To solve this problem, we can represent Orville's movements as vectors. Let A be his starting point, B be the point where he changes direction, and C be his final destination (200 meters northeast of point A). We can represent the first movement as the vector AB and the second movement as the vector BC. First movement (AB): 320 m due east Second movement (BC): unknown distance and direction

Set up a coordinate system, with the origin at point A, the x-axis pointing east, and the y-axis pointing north.
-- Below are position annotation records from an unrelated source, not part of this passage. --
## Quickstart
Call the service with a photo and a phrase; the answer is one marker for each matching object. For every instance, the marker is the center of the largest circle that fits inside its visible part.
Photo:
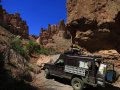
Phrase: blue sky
(37, 13)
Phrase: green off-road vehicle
(82, 70)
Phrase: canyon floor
(61, 84)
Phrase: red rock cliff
(95, 24)
(14, 23)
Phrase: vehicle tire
(47, 73)
(77, 83)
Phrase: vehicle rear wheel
(77, 83)
(47, 73)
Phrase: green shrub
(17, 46)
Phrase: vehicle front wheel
(47, 73)
(77, 83)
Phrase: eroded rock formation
(13, 23)
(94, 24)
(46, 35)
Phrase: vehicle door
(101, 75)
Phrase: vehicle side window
(60, 62)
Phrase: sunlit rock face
(13, 23)
(94, 24)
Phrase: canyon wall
(95, 24)
(13, 23)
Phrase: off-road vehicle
(82, 70)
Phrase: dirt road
(51, 84)
(57, 83)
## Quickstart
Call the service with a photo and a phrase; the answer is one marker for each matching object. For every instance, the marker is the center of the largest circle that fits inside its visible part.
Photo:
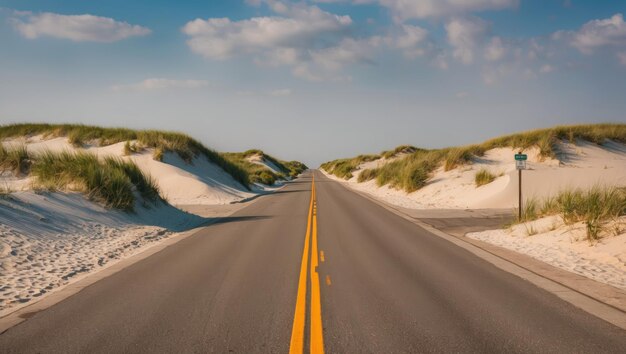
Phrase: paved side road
(395, 288)
(386, 286)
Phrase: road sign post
(520, 164)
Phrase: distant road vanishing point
(313, 267)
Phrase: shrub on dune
(595, 207)
(78, 135)
(413, 171)
(111, 181)
(15, 159)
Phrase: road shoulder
(214, 212)
(598, 299)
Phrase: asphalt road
(382, 285)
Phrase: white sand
(581, 166)
(49, 240)
(180, 183)
(566, 247)
(260, 160)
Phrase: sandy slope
(199, 183)
(578, 166)
(48, 240)
(259, 160)
(583, 165)
(566, 247)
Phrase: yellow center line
(317, 336)
(297, 332)
(316, 344)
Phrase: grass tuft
(259, 173)
(595, 207)
(413, 171)
(186, 147)
(15, 159)
(111, 181)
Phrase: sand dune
(580, 165)
(50, 239)
(201, 182)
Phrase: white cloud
(161, 84)
(78, 28)
(221, 38)
(610, 32)
(315, 44)
(407, 9)
(495, 49)
(411, 40)
(280, 92)
(464, 35)
(546, 68)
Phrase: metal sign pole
(520, 164)
(520, 194)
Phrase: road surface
(250, 284)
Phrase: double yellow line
(316, 338)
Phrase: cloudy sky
(317, 79)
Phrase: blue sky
(315, 80)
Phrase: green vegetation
(79, 135)
(15, 159)
(259, 173)
(595, 207)
(132, 148)
(157, 153)
(483, 177)
(413, 171)
(343, 168)
(111, 181)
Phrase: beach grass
(413, 171)
(343, 168)
(259, 173)
(79, 135)
(594, 206)
(110, 181)
(15, 159)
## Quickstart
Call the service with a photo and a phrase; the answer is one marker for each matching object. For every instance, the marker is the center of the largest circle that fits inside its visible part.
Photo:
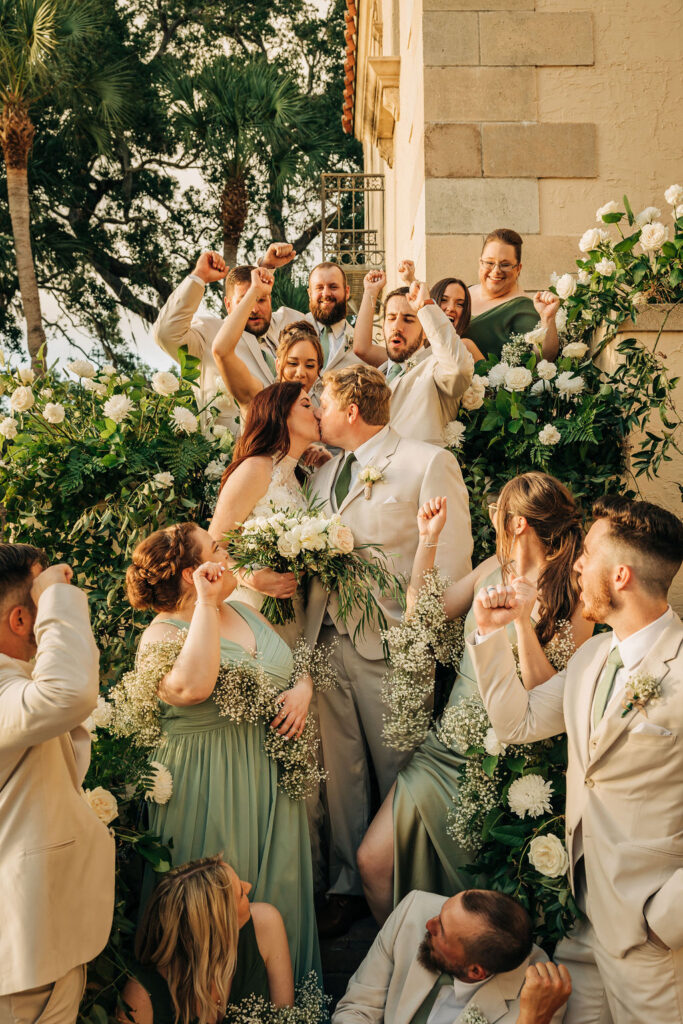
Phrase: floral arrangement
(244, 692)
(421, 639)
(309, 544)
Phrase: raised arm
(364, 346)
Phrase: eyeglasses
(491, 264)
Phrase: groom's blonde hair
(363, 386)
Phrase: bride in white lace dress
(280, 427)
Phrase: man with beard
(621, 702)
(428, 367)
(476, 955)
(180, 324)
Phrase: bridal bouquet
(308, 543)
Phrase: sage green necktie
(605, 685)
(344, 479)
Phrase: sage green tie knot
(344, 479)
(605, 685)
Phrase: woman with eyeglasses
(500, 307)
(539, 538)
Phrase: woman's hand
(431, 520)
(291, 718)
(208, 583)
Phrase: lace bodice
(284, 489)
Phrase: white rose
(340, 538)
(8, 428)
(605, 267)
(546, 370)
(497, 374)
(548, 855)
(610, 207)
(653, 237)
(492, 743)
(574, 350)
(53, 412)
(165, 383)
(517, 379)
(674, 195)
(82, 368)
(102, 803)
(647, 215)
(118, 408)
(183, 421)
(473, 397)
(549, 434)
(22, 399)
(164, 479)
(454, 433)
(160, 785)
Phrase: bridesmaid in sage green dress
(539, 538)
(225, 797)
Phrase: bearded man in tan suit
(353, 416)
(621, 702)
(56, 883)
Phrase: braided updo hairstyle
(154, 580)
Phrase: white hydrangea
(549, 434)
(54, 412)
(529, 795)
(82, 368)
(497, 374)
(165, 383)
(160, 784)
(517, 379)
(8, 428)
(183, 421)
(610, 207)
(605, 267)
(118, 408)
(653, 237)
(647, 215)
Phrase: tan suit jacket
(56, 882)
(426, 397)
(413, 472)
(624, 788)
(391, 984)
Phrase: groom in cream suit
(438, 961)
(56, 879)
(353, 416)
(621, 702)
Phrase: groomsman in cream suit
(428, 367)
(438, 960)
(179, 322)
(353, 416)
(56, 882)
(621, 701)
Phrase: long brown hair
(553, 514)
(189, 934)
(265, 430)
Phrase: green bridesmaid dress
(225, 799)
(425, 855)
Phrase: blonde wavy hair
(189, 934)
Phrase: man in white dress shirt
(621, 702)
(474, 960)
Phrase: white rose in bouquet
(548, 855)
(102, 803)
(653, 237)
(22, 399)
(165, 383)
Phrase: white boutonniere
(369, 476)
(639, 689)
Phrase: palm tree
(43, 60)
(237, 117)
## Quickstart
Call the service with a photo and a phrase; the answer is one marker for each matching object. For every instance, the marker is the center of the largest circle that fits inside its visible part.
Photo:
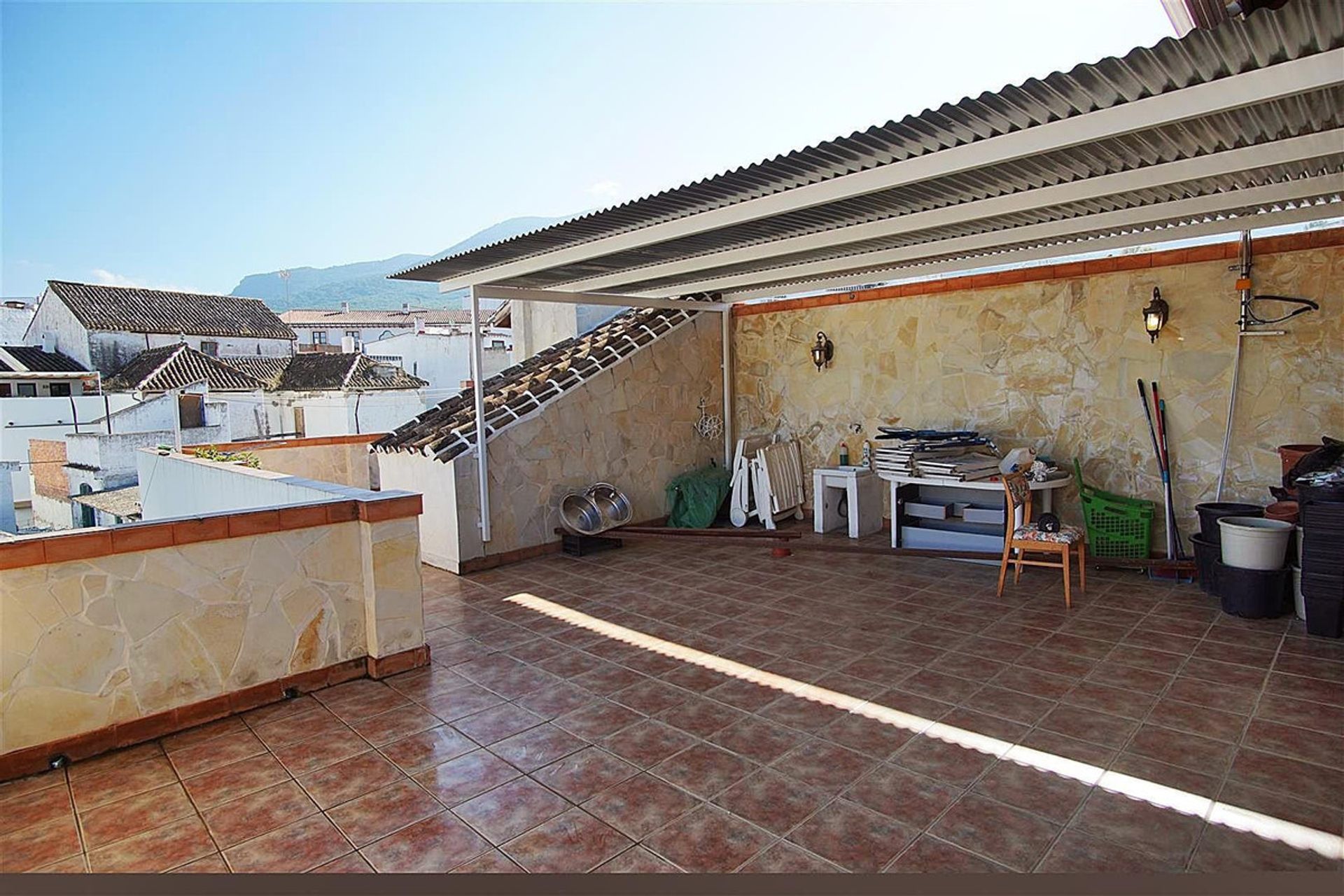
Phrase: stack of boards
(956, 456)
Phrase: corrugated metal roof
(1266, 38)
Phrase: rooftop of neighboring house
(156, 311)
(375, 317)
(449, 429)
(159, 370)
(30, 359)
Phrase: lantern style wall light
(823, 351)
(1155, 316)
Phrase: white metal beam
(1164, 175)
(1262, 85)
(1042, 253)
(518, 295)
(1054, 230)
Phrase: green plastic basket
(1117, 527)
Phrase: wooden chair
(1027, 538)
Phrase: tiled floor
(539, 746)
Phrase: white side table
(859, 488)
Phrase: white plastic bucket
(1298, 601)
(1254, 543)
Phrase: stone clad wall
(629, 426)
(1053, 365)
(93, 643)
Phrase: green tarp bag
(695, 498)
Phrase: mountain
(366, 285)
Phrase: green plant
(242, 458)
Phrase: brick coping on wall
(85, 545)
(30, 761)
(1066, 270)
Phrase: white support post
(727, 388)
(477, 382)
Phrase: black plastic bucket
(1209, 551)
(1254, 594)
(1214, 511)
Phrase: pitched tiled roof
(30, 358)
(159, 370)
(155, 311)
(449, 429)
(324, 371)
(375, 317)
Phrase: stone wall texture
(1053, 365)
(93, 643)
(631, 426)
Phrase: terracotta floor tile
(153, 850)
(573, 843)
(347, 864)
(1159, 833)
(933, 856)
(201, 734)
(38, 808)
(638, 860)
(491, 862)
(463, 701)
(258, 813)
(585, 774)
(708, 841)
(381, 812)
(38, 846)
(1077, 852)
(773, 801)
(428, 748)
(498, 723)
(910, 798)
(511, 809)
(857, 839)
(435, 846)
(942, 761)
(298, 846)
(134, 814)
(394, 724)
(704, 769)
(537, 747)
(120, 782)
(640, 805)
(319, 752)
(350, 778)
(598, 719)
(233, 780)
(824, 764)
(213, 864)
(468, 776)
(1006, 834)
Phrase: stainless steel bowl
(581, 514)
(615, 507)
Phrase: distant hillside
(366, 285)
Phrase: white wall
(444, 360)
(440, 546)
(46, 418)
(175, 485)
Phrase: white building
(323, 330)
(442, 356)
(105, 327)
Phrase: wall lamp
(1155, 316)
(823, 351)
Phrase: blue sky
(188, 146)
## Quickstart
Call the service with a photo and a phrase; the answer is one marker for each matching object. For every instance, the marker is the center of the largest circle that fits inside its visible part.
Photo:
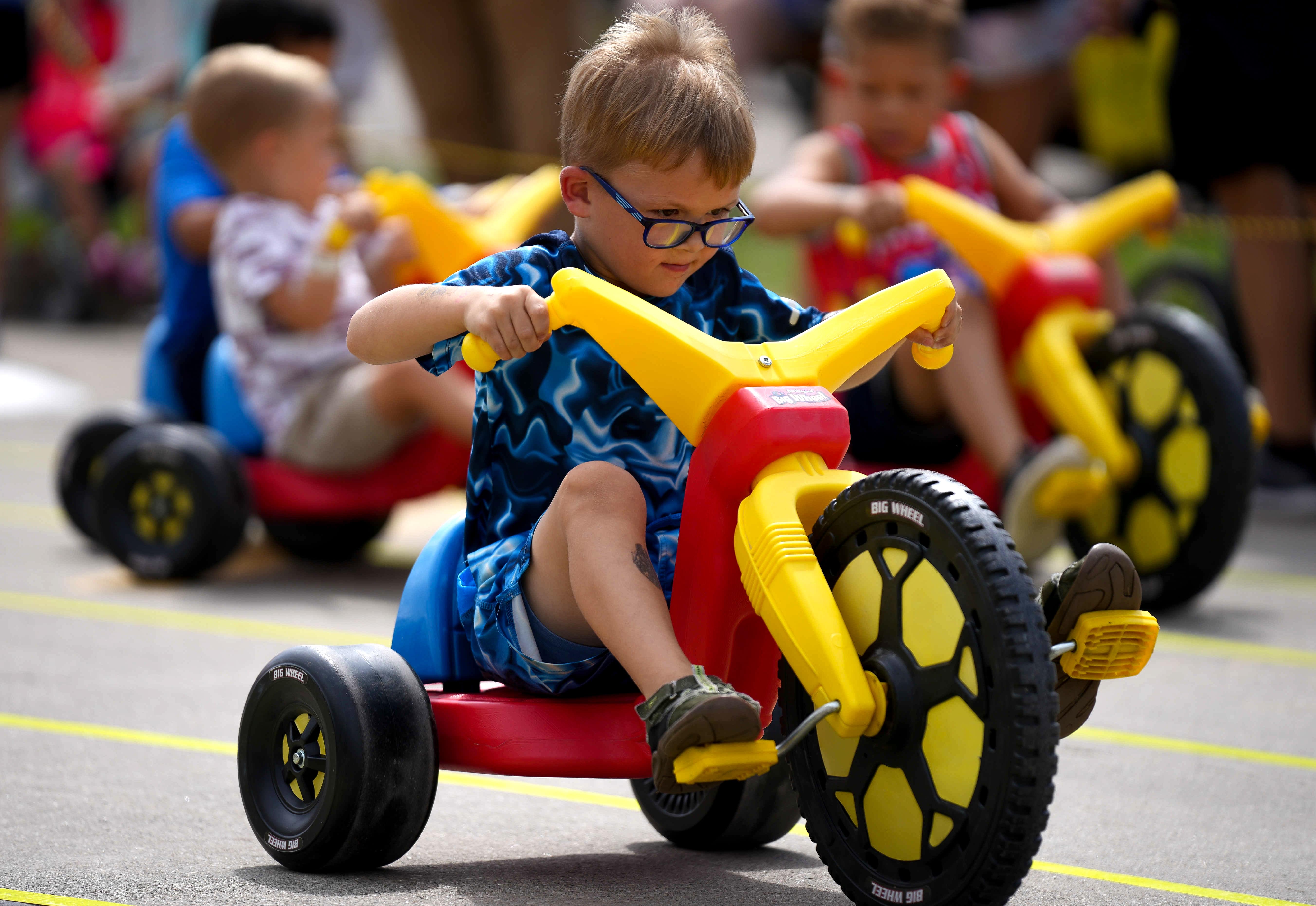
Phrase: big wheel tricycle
(1157, 398)
(887, 621)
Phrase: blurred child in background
(286, 286)
(899, 73)
(187, 193)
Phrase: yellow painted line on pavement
(1168, 887)
(1189, 747)
(118, 734)
(1181, 643)
(48, 900)
(31, 515)
(1189, 643)
(568, 795)
(177, 619)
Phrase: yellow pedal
(713, 764)
(1111, 645)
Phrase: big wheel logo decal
(891, 896)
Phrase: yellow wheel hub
(885, 789)
(1148, 394)
(162, 508)
(304, 763)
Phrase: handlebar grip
(478, 355)
(931, 359)
(481, 356)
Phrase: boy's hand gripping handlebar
(689, 375)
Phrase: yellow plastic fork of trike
(997, 247)
(690, 375)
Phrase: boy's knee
(601, 486)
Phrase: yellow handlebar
(690, 375)
(996, 247)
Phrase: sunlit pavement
(120, 704)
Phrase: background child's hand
(944, 335)
(880, 206)
(360, 211)
(511, 319)
(389, 247)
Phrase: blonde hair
(857, 23)
(658, 87)
(241, 90)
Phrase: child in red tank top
(897, 77)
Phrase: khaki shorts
(336, 427)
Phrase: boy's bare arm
(813, 193)
(1022, 194)
(406, 323)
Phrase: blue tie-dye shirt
(569, 402)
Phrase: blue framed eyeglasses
(670, 234)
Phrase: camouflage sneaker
(1103, 580)
(695, 710)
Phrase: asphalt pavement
(120, 704)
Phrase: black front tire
(948, 801)
(326, 540)
(361, 791)
(1180, 396)
(732, 816)
(82, 462)
(173, 502)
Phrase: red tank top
(844, 273)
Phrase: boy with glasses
(577, 479)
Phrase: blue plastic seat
(224, 407)
(158, 388)
(428, 633)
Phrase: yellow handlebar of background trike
(448, 239)
(997, 247)
(689, 375)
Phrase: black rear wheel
(82, 463)
(173, 501)
(732, 816)
(338, 759)
(1180, 396)
(947, 803)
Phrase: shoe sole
(1106, 581)
(718, 720)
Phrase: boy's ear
(961, 81)
(576, 192)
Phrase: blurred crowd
(1085, 91)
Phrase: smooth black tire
(82, 463)
(1193, 288)
(1184, 514)
(732, 816)
(948, 801)
(327, 542)
(361, 791)
(173, 501)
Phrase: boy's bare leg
(404, 393)
(1274, 293)
(973, 388)
(591, 581)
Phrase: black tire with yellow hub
(1180, 396)
(947, 801)
(173, 501)
(338, 759)
(82, 462)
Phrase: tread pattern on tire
(1028, 727)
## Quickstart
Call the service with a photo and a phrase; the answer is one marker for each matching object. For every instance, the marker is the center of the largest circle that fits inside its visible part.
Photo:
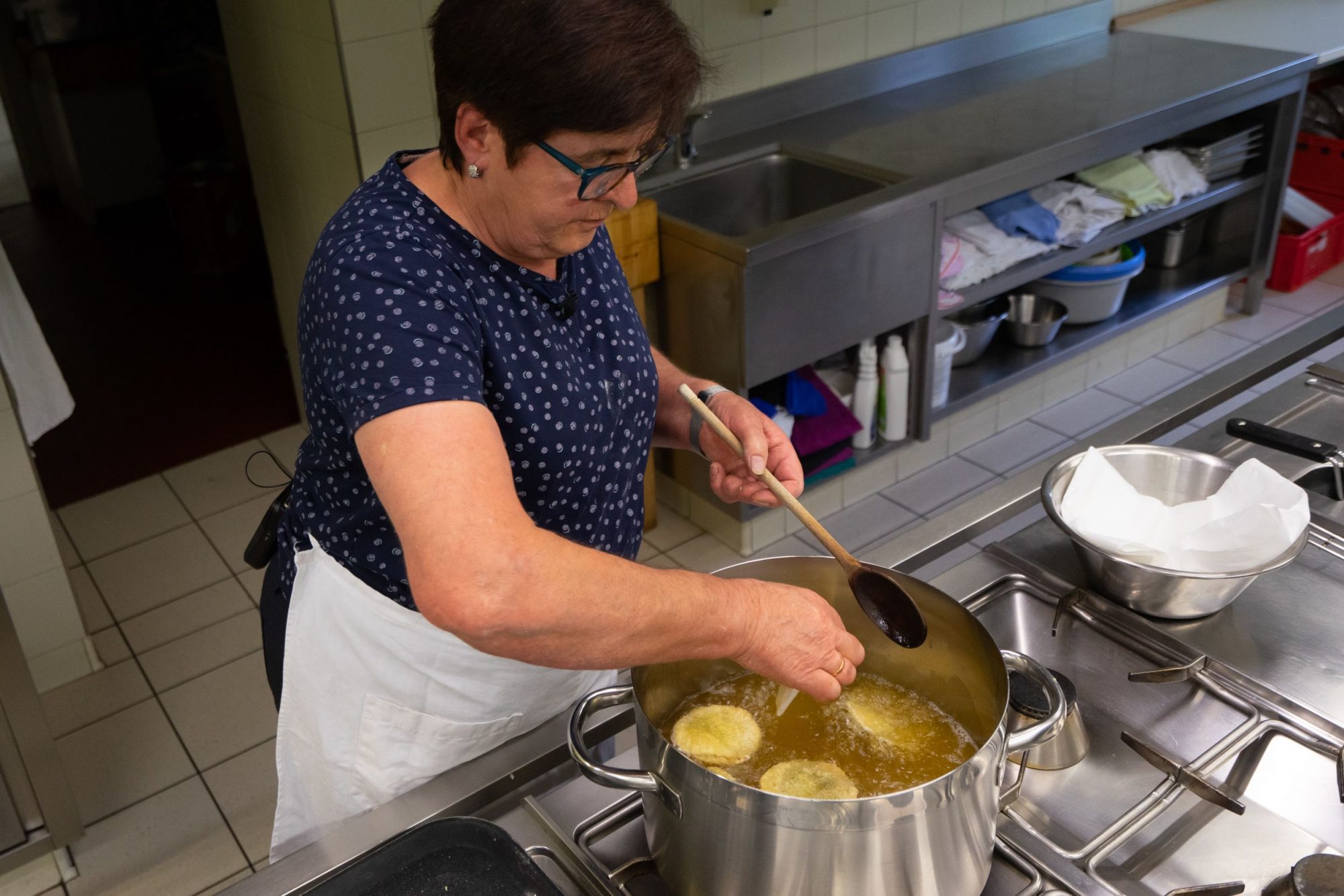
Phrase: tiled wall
(287, 71)
(33, 576)
(804, 37)
(14, 190)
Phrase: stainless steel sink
(749, 244)
(749, 197)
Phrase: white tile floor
(170, 749)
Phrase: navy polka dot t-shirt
(403, 307)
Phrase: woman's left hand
(767, 448)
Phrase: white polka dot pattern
(403, 307)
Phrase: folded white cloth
(986, 251)
(1081, 210)
(41, 394)
(1177, 171)
(1252, 519)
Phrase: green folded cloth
(1128, 181)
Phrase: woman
(456, 564)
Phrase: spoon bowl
(878, 592)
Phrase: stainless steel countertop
(1300, 26)
(1029, 118)
(1275, 629)
(972, 123)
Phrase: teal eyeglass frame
(589, 175)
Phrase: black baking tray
(448, 858)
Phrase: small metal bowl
(980, 323)
(1034, 320)
(1173, 476)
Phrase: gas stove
(1197, 778)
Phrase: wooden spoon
(877, 590)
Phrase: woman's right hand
(795, 637)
In this coordinate system, the coordinates of points A, B, and C can be written as: A = (0,0) B = (320,0) C = (x, y) Now, we know that point C is 200 meters northeast of point A; thus, the displacement AC can be represented as: AC = (200 cos(45°), 200 sin(45°)) = (100√2, 100√2)

Using vector addition, we can relate the vectors AC, AB, and BC: AC = AB + BC (100√2, 100√2) = (320, 0) + BC We can now find the coordinates of point C by solving for BC: BC = (100√2, 100√2) - (320, 0) BC = (100√2 - 320, 100√2)

To find the distance and direction of the second movement (BC), we need to calculate the magnitude and angle of vector BC. The magnitude can be calculated using the Pythagorean theorem: \(Distance = |BC| = \sqrt{(100\sqrt{2} - 320)^2 + (100\sqrt{2})^2}\) \(Distance ≈ 324.50 m\) The direction can be found using the arctangent function: \(Direction = tan^{-1}\left(\frac{y}{x}\right) = tan^{-1}\left(\frac{100\sqrt{2}}{100\sqrt{2} - 320}\right)\) \(Direction ≈ 53.31°\) Since we are working in a coordinate system where the x-axis points east and the y-axis points north, this angle represents the direction measured counterclockwise from east. So, the second portion of the trip is approximately 324.50 meters long and in a direction approximately 53.31° counterclockwise from east.